La Française qui est contrainte à un travestissement physique et moral, la Française qui ne parvient, qu’en mentant à se tirer d’affaire dans la vie, ne peut, tant qu’au lieu d’être citoyenne elle n’est qu’instrument de plaisir, faire s’augmenter la mentalité humaine.

Sur les républicains pèsent lourdement les préjugés des jacobins envers la femme. Beaucoup de ces empressés à imiter leurs ancêtres croient que la dissimulation, la ruse, l’hypocrisie féminine, qu’Amar qualifiait «la retenue» à la tribune de la convention, sont la source des vertus du sexe féminin; alors que cette dissimulation et cette ruse ne suscitent que des vices d’esclaves.

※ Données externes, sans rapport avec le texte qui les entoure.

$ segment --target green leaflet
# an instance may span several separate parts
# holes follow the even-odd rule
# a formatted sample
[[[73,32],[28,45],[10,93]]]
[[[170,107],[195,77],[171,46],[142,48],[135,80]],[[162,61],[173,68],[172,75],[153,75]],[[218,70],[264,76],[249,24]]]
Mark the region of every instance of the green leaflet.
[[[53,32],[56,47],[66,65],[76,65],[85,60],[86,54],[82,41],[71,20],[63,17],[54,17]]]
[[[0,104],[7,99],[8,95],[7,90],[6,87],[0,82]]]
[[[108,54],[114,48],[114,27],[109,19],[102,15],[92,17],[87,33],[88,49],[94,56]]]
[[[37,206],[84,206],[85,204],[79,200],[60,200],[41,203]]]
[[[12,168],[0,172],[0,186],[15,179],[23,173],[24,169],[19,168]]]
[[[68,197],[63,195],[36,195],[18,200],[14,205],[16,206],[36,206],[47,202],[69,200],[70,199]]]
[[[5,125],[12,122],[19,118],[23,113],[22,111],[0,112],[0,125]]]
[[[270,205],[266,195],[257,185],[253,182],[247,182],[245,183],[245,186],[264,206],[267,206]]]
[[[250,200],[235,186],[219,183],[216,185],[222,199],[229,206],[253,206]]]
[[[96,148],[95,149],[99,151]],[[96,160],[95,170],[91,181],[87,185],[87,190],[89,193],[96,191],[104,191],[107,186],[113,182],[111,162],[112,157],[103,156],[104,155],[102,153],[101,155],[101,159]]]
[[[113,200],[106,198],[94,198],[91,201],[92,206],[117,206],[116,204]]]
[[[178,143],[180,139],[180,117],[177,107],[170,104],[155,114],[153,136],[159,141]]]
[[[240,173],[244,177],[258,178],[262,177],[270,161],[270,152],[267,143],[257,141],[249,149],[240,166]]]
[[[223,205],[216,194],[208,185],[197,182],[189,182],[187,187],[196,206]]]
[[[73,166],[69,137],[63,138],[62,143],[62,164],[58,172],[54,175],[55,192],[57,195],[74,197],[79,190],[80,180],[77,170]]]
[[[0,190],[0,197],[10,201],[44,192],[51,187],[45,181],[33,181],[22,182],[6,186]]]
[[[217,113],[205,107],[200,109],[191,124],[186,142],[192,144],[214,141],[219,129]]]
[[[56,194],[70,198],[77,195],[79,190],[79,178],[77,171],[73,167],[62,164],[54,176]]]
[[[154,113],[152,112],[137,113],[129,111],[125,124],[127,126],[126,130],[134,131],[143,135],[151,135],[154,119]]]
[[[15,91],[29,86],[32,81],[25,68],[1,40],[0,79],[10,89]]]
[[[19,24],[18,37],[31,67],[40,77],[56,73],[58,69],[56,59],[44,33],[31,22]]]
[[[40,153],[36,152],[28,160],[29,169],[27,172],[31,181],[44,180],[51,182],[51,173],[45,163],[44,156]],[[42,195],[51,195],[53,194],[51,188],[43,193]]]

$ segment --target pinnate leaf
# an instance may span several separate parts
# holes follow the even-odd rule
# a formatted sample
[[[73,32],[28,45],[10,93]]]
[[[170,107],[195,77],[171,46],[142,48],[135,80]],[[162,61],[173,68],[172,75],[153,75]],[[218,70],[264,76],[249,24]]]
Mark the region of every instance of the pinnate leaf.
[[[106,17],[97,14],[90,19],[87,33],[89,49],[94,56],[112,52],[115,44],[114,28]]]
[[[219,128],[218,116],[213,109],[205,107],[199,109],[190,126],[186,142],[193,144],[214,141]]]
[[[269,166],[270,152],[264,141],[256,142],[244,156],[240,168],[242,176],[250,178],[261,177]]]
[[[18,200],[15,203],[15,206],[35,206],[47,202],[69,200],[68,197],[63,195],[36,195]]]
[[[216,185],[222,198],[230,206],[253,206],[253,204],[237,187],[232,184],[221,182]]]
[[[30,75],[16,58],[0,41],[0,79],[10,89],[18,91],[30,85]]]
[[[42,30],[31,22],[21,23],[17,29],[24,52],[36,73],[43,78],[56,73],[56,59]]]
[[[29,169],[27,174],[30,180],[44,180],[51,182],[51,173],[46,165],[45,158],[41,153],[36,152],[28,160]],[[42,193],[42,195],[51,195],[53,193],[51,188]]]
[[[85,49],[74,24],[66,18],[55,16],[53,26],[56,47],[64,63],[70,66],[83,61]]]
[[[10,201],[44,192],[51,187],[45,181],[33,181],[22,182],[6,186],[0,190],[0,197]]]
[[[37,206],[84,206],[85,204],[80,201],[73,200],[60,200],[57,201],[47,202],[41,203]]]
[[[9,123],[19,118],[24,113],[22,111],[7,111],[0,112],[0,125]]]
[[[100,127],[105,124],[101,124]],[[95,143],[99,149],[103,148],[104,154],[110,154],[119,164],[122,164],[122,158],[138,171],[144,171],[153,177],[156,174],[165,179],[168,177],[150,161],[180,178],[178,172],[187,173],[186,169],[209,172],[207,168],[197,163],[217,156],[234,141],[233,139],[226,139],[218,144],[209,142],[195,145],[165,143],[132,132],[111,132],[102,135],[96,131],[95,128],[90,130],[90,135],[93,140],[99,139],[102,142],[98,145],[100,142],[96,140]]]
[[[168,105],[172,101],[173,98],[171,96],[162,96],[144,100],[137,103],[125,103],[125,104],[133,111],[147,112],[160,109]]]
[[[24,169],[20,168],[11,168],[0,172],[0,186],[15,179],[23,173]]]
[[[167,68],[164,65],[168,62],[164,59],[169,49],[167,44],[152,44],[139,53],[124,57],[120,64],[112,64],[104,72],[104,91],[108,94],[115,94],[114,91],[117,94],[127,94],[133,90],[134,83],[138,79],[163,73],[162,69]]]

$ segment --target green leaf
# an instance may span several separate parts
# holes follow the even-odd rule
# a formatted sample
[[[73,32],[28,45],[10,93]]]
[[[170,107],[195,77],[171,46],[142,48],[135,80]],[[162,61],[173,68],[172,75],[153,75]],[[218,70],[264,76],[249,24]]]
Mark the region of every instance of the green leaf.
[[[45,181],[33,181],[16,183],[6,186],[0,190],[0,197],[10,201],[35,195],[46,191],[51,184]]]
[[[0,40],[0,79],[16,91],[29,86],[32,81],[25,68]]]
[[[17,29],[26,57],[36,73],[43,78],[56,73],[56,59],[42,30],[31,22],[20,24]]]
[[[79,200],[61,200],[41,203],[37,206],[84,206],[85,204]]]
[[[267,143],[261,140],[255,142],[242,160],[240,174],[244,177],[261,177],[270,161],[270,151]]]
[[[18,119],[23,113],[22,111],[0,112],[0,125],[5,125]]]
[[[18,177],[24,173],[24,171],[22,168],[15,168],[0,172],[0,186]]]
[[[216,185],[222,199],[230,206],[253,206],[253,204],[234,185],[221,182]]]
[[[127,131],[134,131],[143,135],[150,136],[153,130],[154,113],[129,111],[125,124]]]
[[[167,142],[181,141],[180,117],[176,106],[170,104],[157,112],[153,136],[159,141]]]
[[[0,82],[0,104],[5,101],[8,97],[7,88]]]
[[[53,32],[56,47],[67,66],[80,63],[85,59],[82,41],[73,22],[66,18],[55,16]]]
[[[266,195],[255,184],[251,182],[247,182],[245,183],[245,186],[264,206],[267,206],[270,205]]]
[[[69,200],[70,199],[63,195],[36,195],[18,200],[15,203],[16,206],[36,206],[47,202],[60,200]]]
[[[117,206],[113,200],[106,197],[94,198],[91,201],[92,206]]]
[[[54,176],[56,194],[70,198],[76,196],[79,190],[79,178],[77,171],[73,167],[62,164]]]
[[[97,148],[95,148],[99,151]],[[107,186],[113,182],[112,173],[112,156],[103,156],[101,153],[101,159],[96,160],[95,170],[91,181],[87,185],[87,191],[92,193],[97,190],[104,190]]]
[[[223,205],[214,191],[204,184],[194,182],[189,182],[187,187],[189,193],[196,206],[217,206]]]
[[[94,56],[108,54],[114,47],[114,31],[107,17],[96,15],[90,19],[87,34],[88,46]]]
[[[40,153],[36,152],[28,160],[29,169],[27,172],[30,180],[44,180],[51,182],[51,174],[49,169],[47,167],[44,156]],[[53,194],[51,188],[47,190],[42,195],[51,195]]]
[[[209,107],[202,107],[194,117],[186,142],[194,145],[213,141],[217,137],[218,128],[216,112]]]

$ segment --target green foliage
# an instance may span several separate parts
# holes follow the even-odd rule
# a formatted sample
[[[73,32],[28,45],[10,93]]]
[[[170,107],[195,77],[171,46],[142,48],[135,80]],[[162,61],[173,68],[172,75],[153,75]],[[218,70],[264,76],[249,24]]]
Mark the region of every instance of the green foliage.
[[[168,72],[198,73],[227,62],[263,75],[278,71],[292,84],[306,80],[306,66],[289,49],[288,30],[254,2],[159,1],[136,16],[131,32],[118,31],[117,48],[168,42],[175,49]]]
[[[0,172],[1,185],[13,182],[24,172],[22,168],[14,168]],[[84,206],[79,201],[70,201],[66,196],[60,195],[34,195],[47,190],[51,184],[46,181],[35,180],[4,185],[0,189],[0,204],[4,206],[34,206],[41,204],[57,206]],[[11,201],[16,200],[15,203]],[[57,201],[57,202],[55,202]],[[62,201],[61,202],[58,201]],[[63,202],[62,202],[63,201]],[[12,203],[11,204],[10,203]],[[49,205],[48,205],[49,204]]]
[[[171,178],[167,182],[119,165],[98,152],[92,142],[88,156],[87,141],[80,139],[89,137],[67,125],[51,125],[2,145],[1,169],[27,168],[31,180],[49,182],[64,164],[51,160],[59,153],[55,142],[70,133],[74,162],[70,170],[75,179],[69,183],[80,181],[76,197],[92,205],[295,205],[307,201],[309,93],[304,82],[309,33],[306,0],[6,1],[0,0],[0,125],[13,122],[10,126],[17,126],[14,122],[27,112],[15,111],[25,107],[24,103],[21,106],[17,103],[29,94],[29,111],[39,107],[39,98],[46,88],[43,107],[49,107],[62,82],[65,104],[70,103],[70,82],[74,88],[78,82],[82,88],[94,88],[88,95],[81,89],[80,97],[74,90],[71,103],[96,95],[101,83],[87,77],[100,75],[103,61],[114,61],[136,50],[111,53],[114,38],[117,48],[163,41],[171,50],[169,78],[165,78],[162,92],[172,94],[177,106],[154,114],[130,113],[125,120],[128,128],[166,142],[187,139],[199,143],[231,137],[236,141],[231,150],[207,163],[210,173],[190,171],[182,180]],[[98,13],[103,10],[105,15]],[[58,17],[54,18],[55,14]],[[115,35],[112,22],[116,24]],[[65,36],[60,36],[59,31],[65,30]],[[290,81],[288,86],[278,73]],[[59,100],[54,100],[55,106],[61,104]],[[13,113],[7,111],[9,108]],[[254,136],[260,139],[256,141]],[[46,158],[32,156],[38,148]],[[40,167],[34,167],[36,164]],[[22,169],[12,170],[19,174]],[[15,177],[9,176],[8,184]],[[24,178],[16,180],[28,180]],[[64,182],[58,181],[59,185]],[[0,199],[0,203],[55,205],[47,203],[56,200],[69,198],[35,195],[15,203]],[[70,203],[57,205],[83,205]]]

La sincérité est le propre des êtres libres. La femme associée de l’homme dans la commune et dans l’état, manifestera sa franchise.

Si l’on n’arrive à la justice sociale que par l’action politique, les Françaises ne peuvent rester en dehors de cette action politique: elles doivent avoir comme les Français, en la République qui est la propriété de tout le monde, leur part de souveraineté.

Dans les luttes pour la vie ce ne serait qu’en mettant la main à la machine politique que les femmes s’épargneraient d’être affamées.

En France, c’est une anomalie d’empêcher les femmes d’être électeurs et éligibles alors qu’on les admet aux hautes fonctions de membres du Conseil supérieur de l’instruction publique et de membre du conseil supérieur du travail, ces assemblées aux lumières desquelles les députés ont si souvent recours.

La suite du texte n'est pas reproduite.